In football lingo, you'd call it a reverse, cause that sums up Robert Showler's attitude towards the sport he once loved.
"It was almost a decade before I actually came back and went to a game," he said.
It was, about a decade ago, that his son Kyle was getting ready to go off to war.
"The night before he's in his bedroom packing up his, all of his belonging to go to , and I'm watching a football game," he said.
A few months later, Kyle was killed in Iraq after a roadside bomb detonated near his Humvee.
"Lord Jesus, these folks are burdened with a grief that will not cease," said a speaker at his funeral.
That eulogy was spot on, because that grief came with a dose of guilt that wouldn't go away.
"It was hard knowing that I'd kind of blew the last time that I had to spend with him watching a football game," he said.
When he finally did start going to games again, it was probably a little strange. But he couldn't have imagined how strange things would get when he simply tried to find something to drink.
"We were getting ready to enter the stadium, and we were looking for bottled water," he said.
He found a tailgate with a nice lady who was raising money for the student veterans, and when he told her about his son...
"She just said will you hold on a minute? I've got somebody I want you to meet, my husband," she said.
"My wife's yelling at me, get over here, I have someone for you to meet," said Gabe Sevigny. He had never met Robert, but he knew who he was instantly.
"They have the same eyes, so I could definitely tell at first, I knew exactly who it was," said Gabe.
The last time he had seen those eyes was serving with Kyle in Iraq.
"He was always happy too, always lifting people up. His picture is hanging on my wall still in my living room, and my kids will know who he was," he said.
What are the odds that they'd meet in a sea of 82,000 people? What are the odds that he'd have a dog tag tattoo on his arm with Kyle's name on it to honor him? What are the odds that Gabe and Robert would both be suffering from the same thing?

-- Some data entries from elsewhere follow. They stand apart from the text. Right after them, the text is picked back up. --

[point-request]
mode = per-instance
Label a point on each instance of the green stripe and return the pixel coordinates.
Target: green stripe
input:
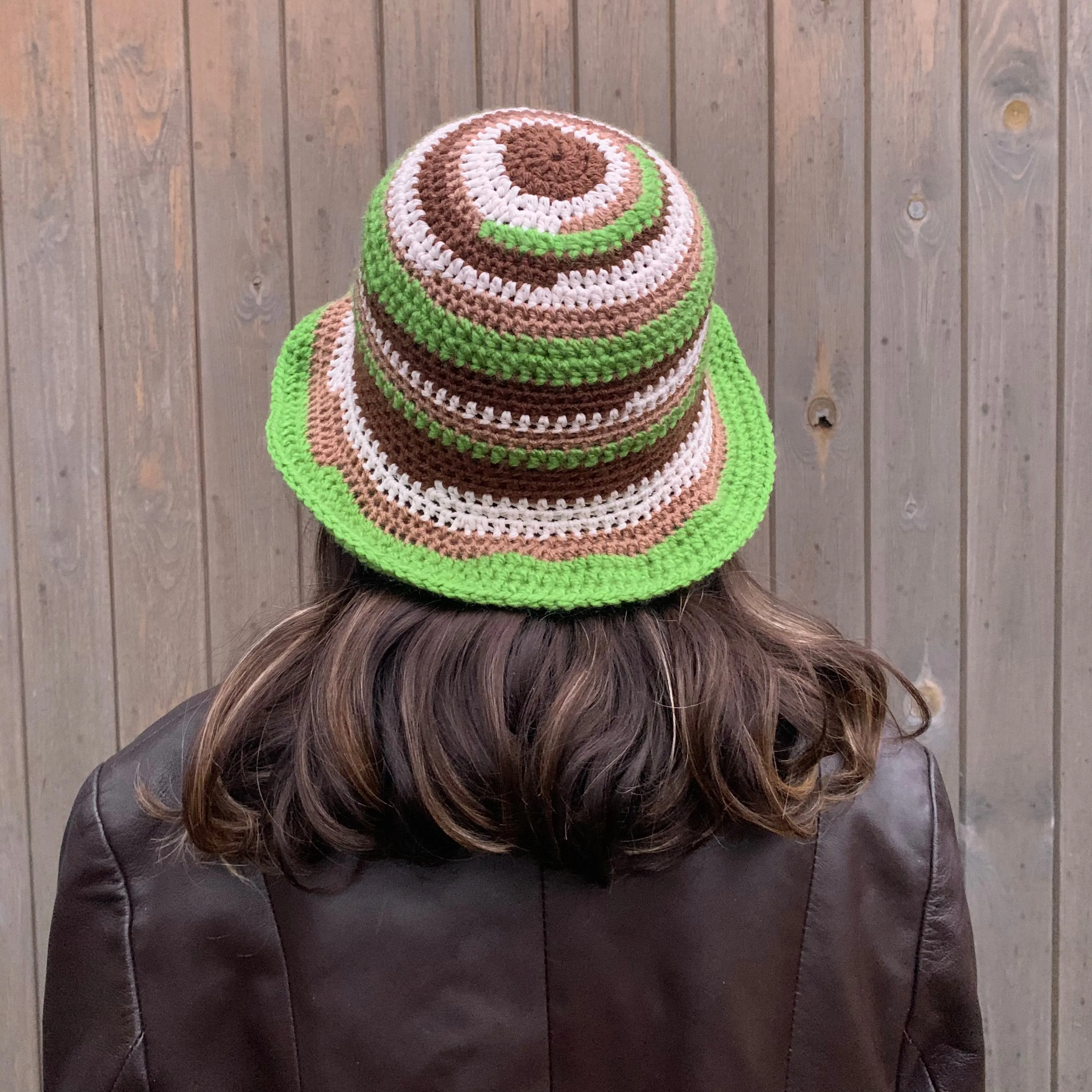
(712, 534)
(521, 356)
(642, 214)
(553, 459)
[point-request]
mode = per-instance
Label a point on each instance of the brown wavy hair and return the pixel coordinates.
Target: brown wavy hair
(377, 721)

"That's where my guilt comes in, is the morning of, I, I was supposed to be in the middle convoy," said Gabe.
Kyle was normally in the lead vehicle, but on that day, Gabe and Kyle had switched, and Kyle was where Gabe would have normally been sitting when that bomb went off.
"That could have been me and I don't live with that guilt anymore that it should have been. I, I'm thankful for the opportunity that I have," he said.
From Robert's end, his guilt has gotten better too. An feat of healing that you can't help but think Kyle had something to do with.
"Last couple of days I kind of felt like, you know hearing Gabe's story and kind of some of the guilt that he had and some of the guilt that I had, that maybe Kyle, was, just, had brought us together, I don't know, you know," said Robert.
In football lingo, you'd call that, a Hail Mary.